CNBC.com's Pippa Stevens brings you the day's top business news headlines. On today's show, Kate Rooney breaks down AMC Entertainment's latest stock sale as shares rally more than 1,400% year-to-date on the back of speculative Reddit traders. Plus, Frank Holland is on the ground in Tulsa, Oklahoma one hundred years after the brutal race massacre that destroyed Black Wall Street.
Meme stock AMC extends rally, jumps 20% as theater chain sells new shares to an investor
Shares of AMC Entertainment surged again Tuesday after the theater chain sold more than 8 million shares to an investment firm, the latest in a series of capital raises for the struggling company turned meme stock.

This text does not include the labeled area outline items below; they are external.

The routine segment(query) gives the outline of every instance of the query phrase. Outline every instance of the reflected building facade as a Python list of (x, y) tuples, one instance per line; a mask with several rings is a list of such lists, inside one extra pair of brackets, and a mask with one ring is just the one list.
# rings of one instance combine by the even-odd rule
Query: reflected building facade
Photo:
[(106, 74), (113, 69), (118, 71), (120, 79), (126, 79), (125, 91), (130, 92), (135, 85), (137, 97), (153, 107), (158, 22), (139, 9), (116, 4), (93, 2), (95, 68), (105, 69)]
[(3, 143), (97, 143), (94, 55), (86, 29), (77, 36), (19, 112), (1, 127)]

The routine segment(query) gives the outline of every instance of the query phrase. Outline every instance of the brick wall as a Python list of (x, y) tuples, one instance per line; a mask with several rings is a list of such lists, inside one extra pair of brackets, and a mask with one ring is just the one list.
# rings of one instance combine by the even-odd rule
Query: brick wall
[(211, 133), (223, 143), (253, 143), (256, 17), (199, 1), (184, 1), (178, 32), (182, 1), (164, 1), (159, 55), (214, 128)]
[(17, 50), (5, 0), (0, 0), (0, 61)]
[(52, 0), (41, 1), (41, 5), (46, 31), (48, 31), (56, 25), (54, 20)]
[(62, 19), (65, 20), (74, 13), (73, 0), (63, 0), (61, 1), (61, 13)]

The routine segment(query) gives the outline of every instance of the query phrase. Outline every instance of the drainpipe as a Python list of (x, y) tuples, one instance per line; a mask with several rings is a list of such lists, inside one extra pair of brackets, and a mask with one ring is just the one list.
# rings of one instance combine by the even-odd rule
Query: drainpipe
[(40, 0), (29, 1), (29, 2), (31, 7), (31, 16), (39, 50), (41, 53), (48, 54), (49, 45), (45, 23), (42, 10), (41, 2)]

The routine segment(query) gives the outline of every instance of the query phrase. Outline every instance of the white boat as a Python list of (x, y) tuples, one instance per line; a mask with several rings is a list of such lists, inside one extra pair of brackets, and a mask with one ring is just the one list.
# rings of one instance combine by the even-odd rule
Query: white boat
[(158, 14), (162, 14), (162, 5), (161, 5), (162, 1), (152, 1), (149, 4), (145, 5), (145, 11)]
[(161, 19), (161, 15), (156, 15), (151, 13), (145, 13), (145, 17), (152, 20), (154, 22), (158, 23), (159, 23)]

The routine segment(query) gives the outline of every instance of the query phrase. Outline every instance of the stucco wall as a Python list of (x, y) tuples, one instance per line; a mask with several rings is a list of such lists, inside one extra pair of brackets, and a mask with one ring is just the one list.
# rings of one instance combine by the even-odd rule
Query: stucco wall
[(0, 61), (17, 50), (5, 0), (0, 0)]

AMC said in a securities filing that it raised $230.5 million through a stock sale to Mudrick Capital Management. The theater company said it would use the funds for potential acquisitions, upgrading its theaters and deleveraging its balance sheet.
Shares were up 23% in afternoon trading.
On Tuesday afternoon, Bloomberg News reported that Mudrick had sold all of its new shares in AMC. The stock fell from its highs of the day following the report.
Black Wall Street was shattered 100 years ago. How the Tulsa race massacre was covered up and unearthed
A century ago this week, the wealthiest U.S. Black community was burned to the ground.
At the turn of the 20th century, the Greenwood District of Tulsa, Oklahoma, became one of the first communities in the country thriving with Black entrepreneurial businesses. The prosperous town, founded by many descendants of slaves, earned a reputation as the Black Wall Street of America and became a harbor for African Americans in a highly segregated city under Jim Crow laws.
On May 31, 1921, a white mob turned Greenwood upside down in one of the worst racial massacres in U.S. history. In the matter of hours, 35 square blocks of the vibrant Black community were turned into smoldering ashes. Countless Black people were killed — estimates ranged from 55 to more than 300 — and 1,000 homes and businesses were looted and set on fire.
Oil jumps to two-year high as OPEC and allies reconfirm gradual production increase
LONDON — A group of some of the world's most powerful oil producers agreed on Tuesday to continue gradually easing production cuts amid a rebound in oil prices.
OPEC and its oil-producing allies, known as OPEC+, will boost output in July, in accordance with the group's April decision to return 2.1 million barrels per day to the market between May and July.
Production policy beyond July was not decided on, and the group will meet again on July 1.